Perempuan dalam Isu Terorisme, Jadi Korban dan Sulitnya Pemulihan

Ilustrasi perempuan. (Dok. NU Online)

Jakarta, NU Online
Perempuan dalam tindak pidana terorisme memiliki andil cukup besar, baik secara langsung maupun di belakang layar. Tanpa perempuan, bisa saja aksi-aksi teror yang sedang direncanakan gagal total.


Hal tersebut merujuk pada paparan Leebarty Taskarina dalam bukunya berjudul Perempuan dan Terorisme. Sementara, kasus-kasus terorisme terus bermunculan dari tahun ke tahun. Terbaru, Densus 88 Antiteror menangkap terduga terorisme di Baki, Kabupaten Sukoharjo, Jawa Tengah 14 Februari lalu.


Terorisme sendiri semakin gencar dibicarakan setelah insiden pengeboman World Trade Center (WTC) dan Pentagon di AS pada 2001 silam. Kelompok teroris yang mengatasnamakan Islam ini berangkat dengan berbagai tujuan dan latar belakang. Salah satunya ingin Indonesia maupun negara lain menjadi negara bersistem khilafah.


Menurut Taskarina, aksi teror tergolong dalam tindak kejahatan luar biasa karena membahayakan nilai-nilai hak manusia lain yang absolut, serangannya bersifat random dan dapat menimpa siapa saja. Kelompok-kelompok teroris ini juga terorganisir, dan melakukan tindakan merugikan yang mengandung unsur kekerasan.

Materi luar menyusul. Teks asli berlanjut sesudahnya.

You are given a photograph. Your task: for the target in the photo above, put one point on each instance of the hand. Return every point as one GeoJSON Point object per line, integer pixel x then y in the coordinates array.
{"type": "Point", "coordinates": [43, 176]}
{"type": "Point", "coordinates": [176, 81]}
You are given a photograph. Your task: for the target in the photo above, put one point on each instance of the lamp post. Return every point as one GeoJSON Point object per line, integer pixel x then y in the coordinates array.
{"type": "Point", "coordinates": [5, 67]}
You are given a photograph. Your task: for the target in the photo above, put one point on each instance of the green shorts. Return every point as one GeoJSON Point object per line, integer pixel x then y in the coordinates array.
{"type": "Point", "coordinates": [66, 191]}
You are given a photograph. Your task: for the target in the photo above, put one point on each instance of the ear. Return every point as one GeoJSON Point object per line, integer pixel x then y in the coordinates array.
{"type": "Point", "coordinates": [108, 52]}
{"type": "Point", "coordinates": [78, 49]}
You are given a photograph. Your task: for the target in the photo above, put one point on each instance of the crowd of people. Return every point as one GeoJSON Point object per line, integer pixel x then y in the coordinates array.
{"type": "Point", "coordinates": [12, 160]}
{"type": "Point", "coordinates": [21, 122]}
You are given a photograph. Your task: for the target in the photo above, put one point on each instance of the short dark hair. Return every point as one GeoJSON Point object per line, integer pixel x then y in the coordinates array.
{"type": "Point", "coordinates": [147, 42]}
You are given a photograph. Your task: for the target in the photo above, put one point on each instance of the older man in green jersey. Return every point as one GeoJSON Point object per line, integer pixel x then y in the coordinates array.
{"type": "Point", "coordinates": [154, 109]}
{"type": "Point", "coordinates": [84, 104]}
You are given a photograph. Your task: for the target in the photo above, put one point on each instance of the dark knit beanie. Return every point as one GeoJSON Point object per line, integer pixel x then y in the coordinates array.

Sementara, pelaku teror sendiri seringkali didominasi oleh lelaki. Tindakan bom bunuh diri menjadi ajang pembuktian maskulinitas dan keberanian mereka sebagai seorang pria. Mereka meyakini bahwa jalan yang dipilihnya merupakan tindakan jihad dan pengorbanan paling tinggi bagi agama.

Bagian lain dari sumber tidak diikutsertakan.